De modo que Hambre era el nombre de un garito… De hecho, ahora le parecía que le sonaba vagamente de haberlo visto en los anuncios o en las noticias. Era un multi-ó, como se les conocía coloquialmente; un megacentro de entretenimiento que cultivaba diversos registros: restaurantes, bares, discotecas, juegos virtuales, todo con las últimas tecnologías, con el énfasis puesto en lo espectacular y con zonas dedicadas a los gustos de los reps y de los alienígenas. La rep había estado en un multi-ó en París. Y fue bastante divertido. Quizá fuera eso lo que quería decir Bartolo; quizá Cata Caín frecuentaba el lugar. No estaría de más darse una vuelta por allí.
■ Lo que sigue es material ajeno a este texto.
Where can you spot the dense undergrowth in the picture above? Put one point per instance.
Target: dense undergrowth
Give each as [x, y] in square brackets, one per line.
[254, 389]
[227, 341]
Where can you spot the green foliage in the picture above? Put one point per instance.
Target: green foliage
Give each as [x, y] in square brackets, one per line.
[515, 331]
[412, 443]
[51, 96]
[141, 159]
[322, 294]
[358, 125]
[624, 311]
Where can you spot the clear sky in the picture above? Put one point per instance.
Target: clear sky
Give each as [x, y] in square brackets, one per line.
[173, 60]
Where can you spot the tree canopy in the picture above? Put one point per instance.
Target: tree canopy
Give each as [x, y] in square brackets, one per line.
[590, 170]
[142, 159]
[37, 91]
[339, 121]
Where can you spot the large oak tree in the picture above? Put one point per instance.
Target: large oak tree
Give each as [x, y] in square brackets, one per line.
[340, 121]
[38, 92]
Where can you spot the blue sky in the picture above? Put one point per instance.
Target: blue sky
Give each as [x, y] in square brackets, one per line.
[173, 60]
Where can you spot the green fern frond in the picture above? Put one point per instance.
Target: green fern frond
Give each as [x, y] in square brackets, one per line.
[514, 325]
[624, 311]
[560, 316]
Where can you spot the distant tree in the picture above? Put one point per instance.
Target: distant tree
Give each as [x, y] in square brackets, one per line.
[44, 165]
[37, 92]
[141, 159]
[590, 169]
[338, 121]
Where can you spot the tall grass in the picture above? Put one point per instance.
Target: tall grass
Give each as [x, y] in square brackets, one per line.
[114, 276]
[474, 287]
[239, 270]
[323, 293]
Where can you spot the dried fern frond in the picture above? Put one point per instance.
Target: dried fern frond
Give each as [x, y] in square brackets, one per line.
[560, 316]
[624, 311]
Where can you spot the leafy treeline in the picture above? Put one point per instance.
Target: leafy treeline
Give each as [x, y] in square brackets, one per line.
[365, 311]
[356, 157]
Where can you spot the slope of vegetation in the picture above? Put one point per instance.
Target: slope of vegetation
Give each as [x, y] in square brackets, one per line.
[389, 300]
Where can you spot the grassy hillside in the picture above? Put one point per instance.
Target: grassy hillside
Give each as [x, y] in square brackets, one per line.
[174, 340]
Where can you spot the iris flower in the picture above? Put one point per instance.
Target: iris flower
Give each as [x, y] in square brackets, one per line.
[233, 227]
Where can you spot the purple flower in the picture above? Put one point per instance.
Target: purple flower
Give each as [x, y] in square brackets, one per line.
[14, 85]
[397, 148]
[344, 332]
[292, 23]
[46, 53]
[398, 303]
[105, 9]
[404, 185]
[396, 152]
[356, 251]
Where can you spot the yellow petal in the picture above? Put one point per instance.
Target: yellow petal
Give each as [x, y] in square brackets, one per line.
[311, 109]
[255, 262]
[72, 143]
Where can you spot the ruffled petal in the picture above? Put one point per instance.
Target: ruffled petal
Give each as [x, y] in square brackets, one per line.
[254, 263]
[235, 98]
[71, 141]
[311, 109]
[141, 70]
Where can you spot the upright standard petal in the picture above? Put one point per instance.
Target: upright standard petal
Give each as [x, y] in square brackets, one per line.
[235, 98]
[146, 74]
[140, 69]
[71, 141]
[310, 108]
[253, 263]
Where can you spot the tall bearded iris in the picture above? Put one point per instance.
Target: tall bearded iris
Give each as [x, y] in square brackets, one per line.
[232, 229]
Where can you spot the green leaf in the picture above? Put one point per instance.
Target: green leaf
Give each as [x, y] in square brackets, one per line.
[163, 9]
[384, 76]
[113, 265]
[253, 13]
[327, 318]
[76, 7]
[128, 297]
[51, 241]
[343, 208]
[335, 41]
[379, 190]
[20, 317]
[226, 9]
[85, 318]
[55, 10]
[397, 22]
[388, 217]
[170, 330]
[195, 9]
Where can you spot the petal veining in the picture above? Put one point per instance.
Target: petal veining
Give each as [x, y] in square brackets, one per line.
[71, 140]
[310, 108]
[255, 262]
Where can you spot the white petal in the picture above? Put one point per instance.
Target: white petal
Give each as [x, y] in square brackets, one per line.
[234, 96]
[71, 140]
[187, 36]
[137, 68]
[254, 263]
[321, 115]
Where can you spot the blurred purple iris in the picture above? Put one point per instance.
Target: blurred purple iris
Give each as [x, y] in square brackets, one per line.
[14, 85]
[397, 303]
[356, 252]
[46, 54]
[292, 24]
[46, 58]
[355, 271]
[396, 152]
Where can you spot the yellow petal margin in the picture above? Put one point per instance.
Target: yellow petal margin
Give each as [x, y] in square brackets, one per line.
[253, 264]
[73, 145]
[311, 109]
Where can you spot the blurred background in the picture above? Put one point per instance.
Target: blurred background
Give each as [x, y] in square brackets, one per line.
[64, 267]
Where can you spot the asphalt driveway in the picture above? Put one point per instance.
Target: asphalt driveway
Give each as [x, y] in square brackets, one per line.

Cuatro horas más tarde, Bruna salió de su casa vistiendo el traje lila, uno de sus preferidos, y con el etéreo y luminoso pectoral de oro colgando de su cuello. Iba muy elegante, quizá demasiado, pensó al llegar a la avenida Iris: se trataba de una zona industrial de las afueras de Madrid. El número 12 era una torre circular de seis pisos. Carecía de ventanas salvo la última planta, que estaba ocupada por el restaurante principal, y los muros tenían un revestimiento luminoso y opalino que iba cambiando lentamente de tonalidades. En la azotea, un enorme cartel decía Hambre con letras que parecían estar ardiendo: debía de tratarse de algún truco holográfico. Ya era de noche, la hora de la cena, y el enorme vestíbulo del multi-ó estaba bastante concurrido por un público variopinto, desde chicos jóvenes que apenas si parecían haber superado la edad del toque de queda a kalinianos con imperdibles hincados en sus mejillas o parejas maduras de aspecto opulento y convencional. Bruna se detuvo ante los paneles de información interactivos y repasó las diversas posibilidades del lugar. Por encima de su cabeza, en una pantalla pública, Inmaculada Cruz, la presidenta regional, discutía furiosamente en el hemiciclo: por lo visto la oposición había presentado una moción de censura contra ella. La situación continuaba cumpliendo su inexorable escalada de crispación.